Emma Codd, one of Deloitte's most senior women.

Deloitte's gender pay gap is 17.8%

But when job grade is taken into account the gulf is just 1.5%.

by Rachel Savage
Last Updated: 18 Dec 2015

Is it good PR or a foolhardy shot in the foot for a large company to publish its gender pay gap before the government makes it mandatory? Deloitte clearly thinks the former – it’s admitted it pays female employees 17.8% less than their male counterparts.

But the accountancy giant pointed out that when job grade is taken into account that gap narrows to 1.5%. ‘This illustrates that for Deloitte, the issue is far less about how we pay our people and more about the number of women employed at senior grades,’ said Deloitte UK’s senior partner and chief executive David Sproul.

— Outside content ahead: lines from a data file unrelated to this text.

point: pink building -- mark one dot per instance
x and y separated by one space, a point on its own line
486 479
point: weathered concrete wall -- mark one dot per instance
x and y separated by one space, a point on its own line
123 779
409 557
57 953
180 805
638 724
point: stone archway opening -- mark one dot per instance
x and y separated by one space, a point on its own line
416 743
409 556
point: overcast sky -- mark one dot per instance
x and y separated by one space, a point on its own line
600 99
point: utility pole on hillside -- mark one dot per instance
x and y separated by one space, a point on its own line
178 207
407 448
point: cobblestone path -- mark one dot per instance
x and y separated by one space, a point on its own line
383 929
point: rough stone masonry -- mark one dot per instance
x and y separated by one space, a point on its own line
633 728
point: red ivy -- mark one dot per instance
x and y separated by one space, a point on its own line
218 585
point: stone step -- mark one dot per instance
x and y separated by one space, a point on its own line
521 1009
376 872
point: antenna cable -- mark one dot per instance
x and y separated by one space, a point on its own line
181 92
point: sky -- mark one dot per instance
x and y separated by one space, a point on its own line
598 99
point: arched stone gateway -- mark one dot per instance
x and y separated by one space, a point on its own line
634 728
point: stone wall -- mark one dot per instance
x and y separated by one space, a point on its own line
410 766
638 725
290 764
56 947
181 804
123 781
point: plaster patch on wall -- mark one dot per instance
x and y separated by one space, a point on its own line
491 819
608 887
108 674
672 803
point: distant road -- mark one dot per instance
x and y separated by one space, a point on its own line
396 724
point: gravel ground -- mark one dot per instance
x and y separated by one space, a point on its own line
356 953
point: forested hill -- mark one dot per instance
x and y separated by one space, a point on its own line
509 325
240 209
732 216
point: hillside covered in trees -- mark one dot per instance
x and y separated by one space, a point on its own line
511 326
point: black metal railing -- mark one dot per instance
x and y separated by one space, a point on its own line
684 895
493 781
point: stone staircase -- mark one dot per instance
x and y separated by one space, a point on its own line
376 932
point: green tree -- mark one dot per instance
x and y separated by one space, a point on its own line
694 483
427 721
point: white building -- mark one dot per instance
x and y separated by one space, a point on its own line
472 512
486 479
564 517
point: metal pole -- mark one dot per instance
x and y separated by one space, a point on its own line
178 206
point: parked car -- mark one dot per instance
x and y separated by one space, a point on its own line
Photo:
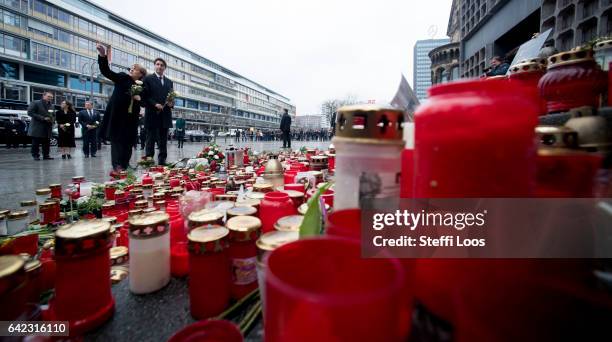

It says it’s trying to tackle that too, with a target of 25% female partners by 2020. In its most recent round of partner promotions in June, 22 out of the 75 new appointments were women. That’s a similar proportion to rivals EY and PwC (KPMG’s promotions take place in September). It’s also an improvement on the 13 female partners out of 65 in 2014.

Given PwC published its gender pay gap (15.1%, or 2.5% when grades are accounted for) last November, it makes sense for the rest of the ‘Big Four’ to follow suit rather than risk looking behind the all-important diversity curve. After all, companies with more than 250 employees will have to publish their gender pay gaps eventually, once the government’s finished a consultation.

Read more – Deloitte managing partner Emma Codd: 'I've been traumatised by losing two hours with my children'

It’ll take more data coming out, though, before it’s really clear which companies and industries have the worst record when it comes to paying and promoting women.

The Office for National Statistics put the full-time gender pay gap at 9.4% last year. That widens to 19.1% when the army of part-time women is taken into account. But Deloitte and PwC haven’t published data on full vs part-time, though, so one can’t say if they are really better or worse than the average UK employer.

There will, no doubt, be more debate about whether pay really is the best way to analyse and fix gender equality. At a company as big as Deloitte, which employs more than 14,000 people in the UK, the gap can be used as a proxy for the proportion of women in senior positions, and so one metric by which to measure and address that disparity.

But smaller companies job grades may not be so easily defined and compared. In our opinion, more transparency is generally a good thing. We’ll have to wait for the government’s new requirements to take effect, though, before we can really see the scope and impact of reporting the gender pay gap.